Maria Samoilovna Zetlin (1882-1976), seen here in a portrait by her daughter the artist, was born Maria Tumarkina in Moscow to an artisanal jeweler. Completing her doctorate in philosophy at the University of Bern in Switzerland in the early 1900s, she was a revolutionist and member of the Socialist party. In Bern she then met and fell in love with fellow activist Nikolai Avksentiev who was shortly to become her fellow prison-mate after the failed 1905 revolution, and it was there, in 1906 that they married. When Avksentiev was sentenced to Siberian exile, Maria followed him there — and when he escaped — she returned to Moscow, found passage for herself to Helsinki, Finland where she gave birth to daughter Alexandra. Divorcing in 1910, she then married Mikhail Zetlin, a descendent of Zionist activists and heir to the famous Wissotzky Jewish tea fortune, whom she had met earlier at university.

They set up home in Biarritz, France where in 1912 a son Valentin was born. Inspired by the rumors of the upcoming revolution, they returned to Moscow in 1917 where daughter Angelina was born. Their home welcomed artists and intellectuals of the day, reportedly immortalized in the writings of Pasternak and Mayakovsky. Debuts were a common feature at their salon but by 1919 they gave up hope of a reformed democratic Russia and left for Paris where Zetlin, by then a published poet, critic and researcher found work primarily as an editor. Their Paris salon welcomed artists as diverse as Picasso and Diego Rivera and was a critical source of artistic support for Russian artist émigrés including Natalia Gonchorova, an influence on Alexandra’s developing artistic vision, and considered by many to the be the mother of Soviet avant-garde painting.

Faced with upheaval again less than two decades later, as the Nazis marched into Paris, the Zetlins were forced to abandon their vast art collection when they escaped to New York City where daughter Alexandra had re-established herself earlier, after losing 300 of her own works to the Nazis. Married to uranium expert handler Boris Pregel who eventually became a pivotal source for the Manhattan Project, Alexandra had her first U.S. exhibition in 1943 at the New School for Social Research in New York and exhibited across the country in several notable exhibitions, alongside artists like Georgia O’Keeffe and Salvador Dali.
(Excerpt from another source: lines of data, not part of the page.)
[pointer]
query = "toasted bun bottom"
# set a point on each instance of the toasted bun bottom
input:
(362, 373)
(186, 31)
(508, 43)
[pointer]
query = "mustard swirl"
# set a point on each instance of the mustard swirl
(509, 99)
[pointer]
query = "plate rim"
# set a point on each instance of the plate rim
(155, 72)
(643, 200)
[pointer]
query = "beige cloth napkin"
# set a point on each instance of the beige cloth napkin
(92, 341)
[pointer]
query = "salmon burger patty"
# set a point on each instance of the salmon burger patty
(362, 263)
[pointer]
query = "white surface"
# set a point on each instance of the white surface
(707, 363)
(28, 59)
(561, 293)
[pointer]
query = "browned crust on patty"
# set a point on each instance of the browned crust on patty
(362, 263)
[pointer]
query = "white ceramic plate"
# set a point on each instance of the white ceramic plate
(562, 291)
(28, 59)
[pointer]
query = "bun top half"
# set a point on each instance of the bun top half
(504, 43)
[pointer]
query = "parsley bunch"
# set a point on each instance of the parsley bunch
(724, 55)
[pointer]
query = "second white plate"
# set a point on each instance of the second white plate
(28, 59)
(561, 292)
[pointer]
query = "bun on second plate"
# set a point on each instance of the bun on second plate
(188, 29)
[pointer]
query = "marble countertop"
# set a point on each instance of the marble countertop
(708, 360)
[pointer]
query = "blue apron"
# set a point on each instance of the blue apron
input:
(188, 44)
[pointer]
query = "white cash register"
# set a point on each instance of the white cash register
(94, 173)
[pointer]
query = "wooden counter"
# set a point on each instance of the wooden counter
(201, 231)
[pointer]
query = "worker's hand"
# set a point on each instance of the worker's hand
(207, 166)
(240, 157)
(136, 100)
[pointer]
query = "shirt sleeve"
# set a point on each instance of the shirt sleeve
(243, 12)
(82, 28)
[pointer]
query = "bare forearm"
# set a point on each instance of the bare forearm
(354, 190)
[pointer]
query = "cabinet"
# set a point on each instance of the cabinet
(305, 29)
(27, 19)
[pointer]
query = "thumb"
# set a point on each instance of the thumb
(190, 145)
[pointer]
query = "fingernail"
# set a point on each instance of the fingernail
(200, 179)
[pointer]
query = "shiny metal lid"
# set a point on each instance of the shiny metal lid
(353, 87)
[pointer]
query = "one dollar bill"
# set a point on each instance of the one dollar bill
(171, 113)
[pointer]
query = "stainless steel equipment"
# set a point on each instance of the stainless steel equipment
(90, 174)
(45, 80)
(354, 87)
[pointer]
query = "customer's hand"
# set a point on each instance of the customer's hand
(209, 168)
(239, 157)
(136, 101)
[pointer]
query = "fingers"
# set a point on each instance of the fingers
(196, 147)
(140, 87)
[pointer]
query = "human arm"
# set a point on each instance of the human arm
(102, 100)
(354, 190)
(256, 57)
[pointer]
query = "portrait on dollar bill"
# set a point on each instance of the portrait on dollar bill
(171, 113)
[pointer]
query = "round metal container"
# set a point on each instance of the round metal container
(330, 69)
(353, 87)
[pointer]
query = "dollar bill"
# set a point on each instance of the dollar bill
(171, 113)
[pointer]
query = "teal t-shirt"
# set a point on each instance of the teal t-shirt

Unlike many other collectors, the Zetlins were able to reclaim their art collection at the end of the war, where it was then safely housed in New York. With her husband’s death in 1945, Maria continued publication of her husband’s journal of modern Soviet literature in exile ‘Novy Zhurnal,’ and generally supporting the publications of post-war Soviet exiled poets and writers. By the summer of 1959, Maria Zetlin gathered her amassed art holdings, including an acclaimed portrait of her by the artist Valentin Serov and donated it to the Ramat Gan Museum of Israel — under the stipulation that the collection be on permanent exhibition — something that didn’t occur till decades after her death, and that recently generated great controversy over the issue of her portrait’s sale, when its vast capital value was uncovered.

Thanks to Zetlin’s devotion to art and all things modern — visitors to Ramat Gan, Israel’s Maria and Mikhail Zetlin Museum of Russian Art can, while viewing the art collection, follow her path and seek to understand the power of such art that drew this revolutionary on a unique and unending path in support of freedom of expression — no matter the cost.